My position is, as it has been from the beginning, that I think it's better when people being slaughtered are not defenseless. Any one who thinks this is a controversial statement is, in my opinion, pretty damned confused, and letting the politics of the situation cloud their minds to what should be a very self-evident thing. Either way, if your entire argument is just to pretend you know these sorts of things, then there's not a lot else to say. I can't argue with Imaginary Expertise.



Keep on Rockin in the Free World
To be honest,I don't know why there is so much attention for this event.Yes,of course it is tragic(not only the killings but the fact that it happened on the movie premiere and people were so happy and excited to see it) but well..psychos happen. :/
Also I read that the killer said that he was The Joker.It's a shame that directors can't make interesting and evil characters because some people take movies too seriously..
Physchos happen yes. they just seem to happen way more in the US per capita compared to the civilized world, but yeah eazy access to guns and ammo surely is a cowinkydink.

/thread.



Sheer size. yep another thing the founding fathers never in a zillion years could forsee.
They could foresee population growth, but not necessarily the second-order complications that come from it. America is an odd combination of geographical size and a massive population. The idea that some of our problems stem from this isn't a new or unusual one.

Which again means, oh idk, that maybe America might want to create a brand new spanken constitution that is more in line with the realities of the here, now and forseeable future.
A new Constitution is a massive, massive change for any government. It's not to be undertaken lightly, particularly when it's served us so well for so long.
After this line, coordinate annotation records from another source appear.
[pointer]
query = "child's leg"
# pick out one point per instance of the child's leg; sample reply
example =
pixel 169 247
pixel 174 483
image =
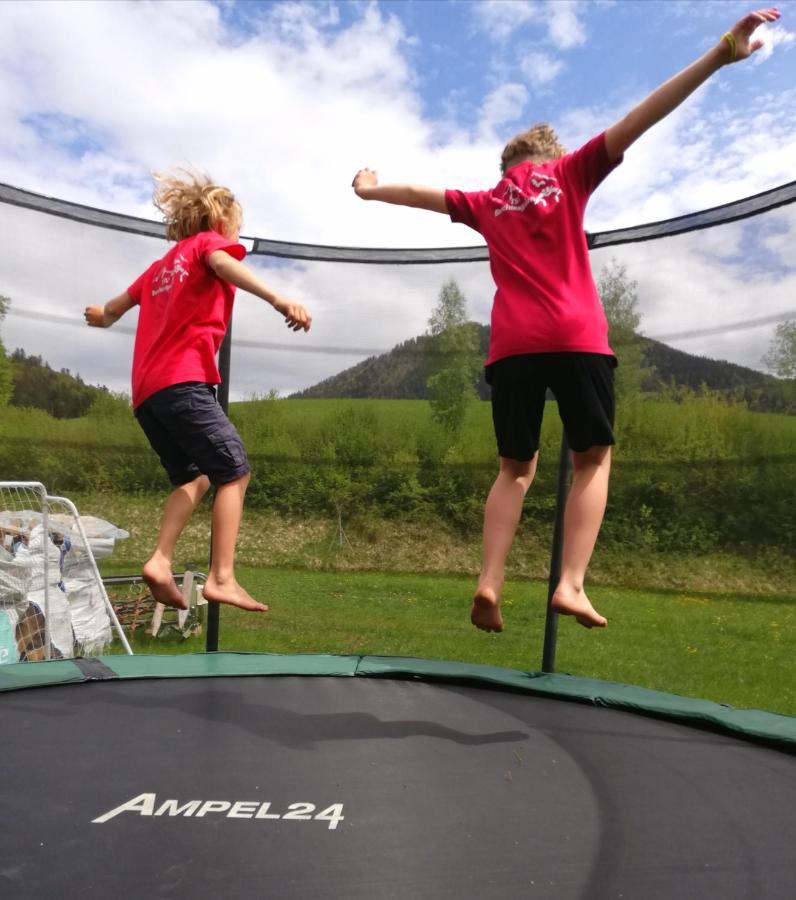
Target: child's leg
pixel 582 519
pixel 221 586
pixel 157 571
pixel 501 517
The burden of proof on even Amending it, let alone scrapping it, is enormously high, and rightfully so.

Would you concede that the vast majority (say 90%) of gun nuts (meaning those that dont have weapons for hunting or skeet shooting and the like), are not part of a well regulated militia, and therefore there is absolutely no rights that can be claimed to be infringed upon in accordance with the founding fathers.
No, and I answered this before, when you posted "well regulated" in a size 7 font. Here was my reply:
"But we're not in that militia just by virtue of owning the gun, either. The right cannot be infringed because we might need the militia, is the idea. And multiple courts have ruled as such."
The right to gun ownership is based on the potential need for a militia, and that militia--if formed--is to be well regulated. It's not that complicated. And, frankly, even if you skipped over that part, it's not as if "well regulated" would tell you much.